Mientras regresaba al hotel en el colectivo, vi que la gente corría agitada por las calles. La mayoría estaba casi desnuda. Los hombres llevaban el pecho descubierto, pantalones cortos y ojotas; las mujeres tenían las blusas desprendidas o vestidos sueltos, ligeros. En la esquina de Callao y Guido subió un anciano con el pelo duro por los fijadores, que habría desentonado con los otros pasajeros si no fuera porque su traje estaba tan gastado y lustroso que se le deshojaban los codos. Cuando llegamos a la calle Uruguay, una manifestación bloqueaba el tránsito. El conductor trató de abrirse sitio a bocinazos, pero cuanto más llamaba la atención, más compacto se volvía el cerco. El anciano, que hasta ese momento había mantenido la compostura, asomó la cabeza por la ventanilla y gritó: ¡ Echen de una vez a esos hijos de puta! ¡Échenlos a todos! Luego se volvió hacia mí, que estaba a su izquierda, y me dijo con animación, tal vez con orgullo: Esta mañana me di el gusto de tirarle una pedrada al auto del presidente. Le rompí el parabrisas. Me habría gustado partirle la cabeza.

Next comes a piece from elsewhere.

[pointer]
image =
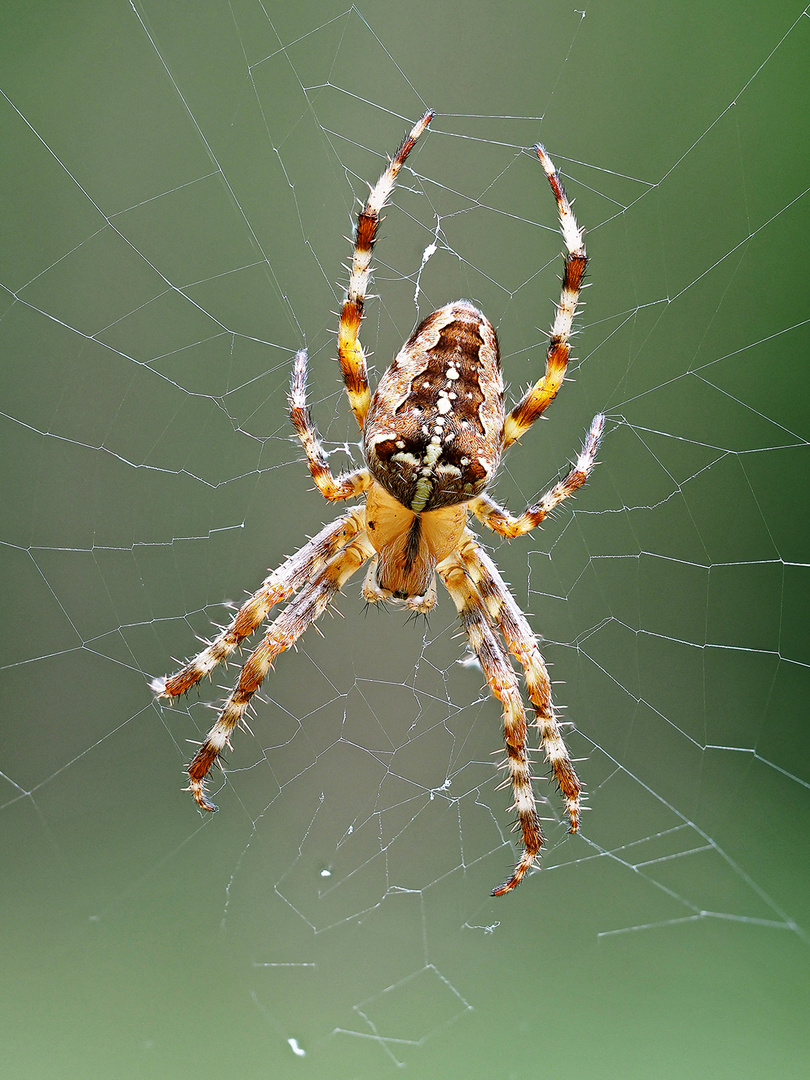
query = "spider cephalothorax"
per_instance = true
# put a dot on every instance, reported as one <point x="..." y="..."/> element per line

Lo que estaba sucediendo no sólo era inesperado para mí sino también incomprensible. Hacía ya semanas que se hablaba contra los políticos en un tono cada vez más violento, y hasta algunos habían sido atacados a golpes, pero nada cambiaba en apariencia. Los asaltos a los supermercados me parecían inverosímiles, porque la policía patrullaba a todas horas, así que los descarté como otro invento de las televisoras, que no sabían ya cómo llamar la atención. Sólo había oído voces descontentas desde mi llegada a Buenos Aires. Cuando no era por el clima era por la miseria -que ya se veía en todas partes, hasta en las calles donde en otros tiempos sólo había prosperidad, como Florida y Santa Fe-, pero las quejas nunca pasaban de ahí. Ahora en cambio, las palabras que salían al aire tenían filo y destruían lo que nombraban. ¡ Echen a esos hijos de puta !, decía la gente y, aunque los hijos de puta no se movieran, la realidad estaba tan tensa, tan a punto de romperse, que el cimbronazo del insulto empujaba a los políticos hacia su perdición. O al menos eso me parecía.